İnönü Üniversitesi İletişim
Fakültesi ve Sinema Topluluğu iş birliği ile düzenlenen 9.İnönü Üniversitesi Kısa Film Festivali juri
üyelerinden yönetmen Murat Uygur ile keyifli
bir söyleşi gerçekleştirdik. Sohbetimizde sinemanın dünden bugüne gösterdiği
değişim ve deneyimli yönetmen Uygur’un yeni projeleri hakkında konuştuk.
Bize kendinizden ve eğitim hayatınızdan bahseder misiniz?
1979 doğumluyum ve Şanlıurfalıyım. Anne babamı 2 yaşında kaybettiğim için eğitim hayatımı kendi imkanlarım ile gerçekleştirdim.İstanbul’da Radyo, Televizyon Bölümü’nde okudum.
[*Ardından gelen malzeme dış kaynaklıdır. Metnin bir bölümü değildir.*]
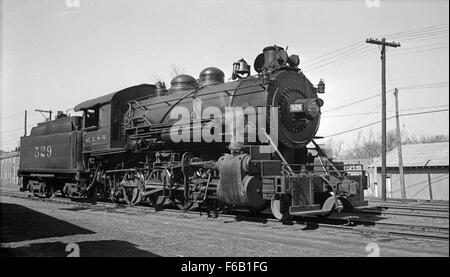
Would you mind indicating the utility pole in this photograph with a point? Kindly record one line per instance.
(49, 112)
(383, 44)
(399, 147)
(25, 124)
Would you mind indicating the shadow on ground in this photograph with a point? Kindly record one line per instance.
(19, 223)
(101, 248)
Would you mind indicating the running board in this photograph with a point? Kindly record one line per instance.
(305, 210)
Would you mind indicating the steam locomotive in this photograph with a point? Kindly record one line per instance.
(200, 144)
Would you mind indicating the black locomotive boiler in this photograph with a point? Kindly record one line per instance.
(133, 146)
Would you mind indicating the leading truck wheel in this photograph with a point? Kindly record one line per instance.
(278, 210)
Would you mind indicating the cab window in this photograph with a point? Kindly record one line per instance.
(91, 119)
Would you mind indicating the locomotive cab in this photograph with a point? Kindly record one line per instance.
(103, 129)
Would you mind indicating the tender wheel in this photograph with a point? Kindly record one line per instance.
(131, 195)
(279, 210)
(156, 201)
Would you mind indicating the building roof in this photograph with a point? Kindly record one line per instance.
(418, 155)
(8, 155)
(364, 162)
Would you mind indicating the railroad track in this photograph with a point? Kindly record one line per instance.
(389, 212)
(342, 223)
(416, 206)
(433, 203)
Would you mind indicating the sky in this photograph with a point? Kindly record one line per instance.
(58, 53)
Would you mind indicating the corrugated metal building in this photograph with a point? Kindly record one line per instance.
(426, 170)
(9, 164)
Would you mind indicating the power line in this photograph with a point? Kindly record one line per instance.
(352, 103)
(377, 122)
(369, 113)
(420, 51)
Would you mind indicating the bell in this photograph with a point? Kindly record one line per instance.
(321, 87)
(240, 68)
(243, 67)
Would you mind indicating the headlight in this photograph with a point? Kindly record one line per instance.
(312, 108)
(296, 108)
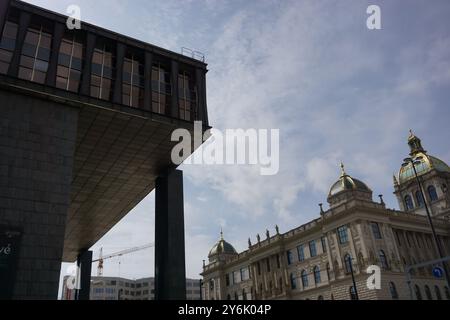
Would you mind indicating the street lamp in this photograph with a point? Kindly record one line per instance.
(413, 163)
(350, 264)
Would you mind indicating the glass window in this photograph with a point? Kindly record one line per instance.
(432, 193)
(301, 252)
(428, 293)
(419, 199)
(312, 248)
(132, 82)
(304, 276)
(393, 291)
(408, 203)
(35, 55)
(289, 256)
(324, 244)
(376, 230)
(418, 293)
(353, 295)
(437, 291)
(383, 260)
(317, 278)
(7, 45)
(293, 281)
(161, 89)
(342, 234)
(348, 263)
(69, 64)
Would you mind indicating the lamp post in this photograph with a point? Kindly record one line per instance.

"DÜNYA’YA TEKRAR GELSEM YİNE SİNEMACI OLURUM"
Sizi yönetmenliğe teşvik eden neydi? Bir yönetmeni mi örnek aldınız ya da bir film mi sizi etkiledi?
Ben Yılmaz Güney’i örnek alıyorum. Bizim çocukluk dönemimizde sinemalar sokaklarda bile izleniyordu, açık alanlarda para karşılığında tabi, biz de paramız olmadığı için uzaktan izlerdik. O dönemde çok televizyonda yoktu. Yılmaz Güney’in filmleri çok oynuyordu, Türkan Şoray filmlerini izliyorduk. Çocukluk işte heves ettim, yönetmenin ne olduğunu bilmiyordum onlar gibi oyuncu olacağımı meşhur olacağımı sanıyordum. İstanbul'a geldiğimde sinema daha yaygın olduğu için izleme fırsatı buluyordum, düşünün çalışıyorduk para biriktirip sinemaya gidebilmek için. Açıkçası ben bildim bileli sinemaya aşığım.
Sevmek çok önemli galiba bu işi yapabilmek için?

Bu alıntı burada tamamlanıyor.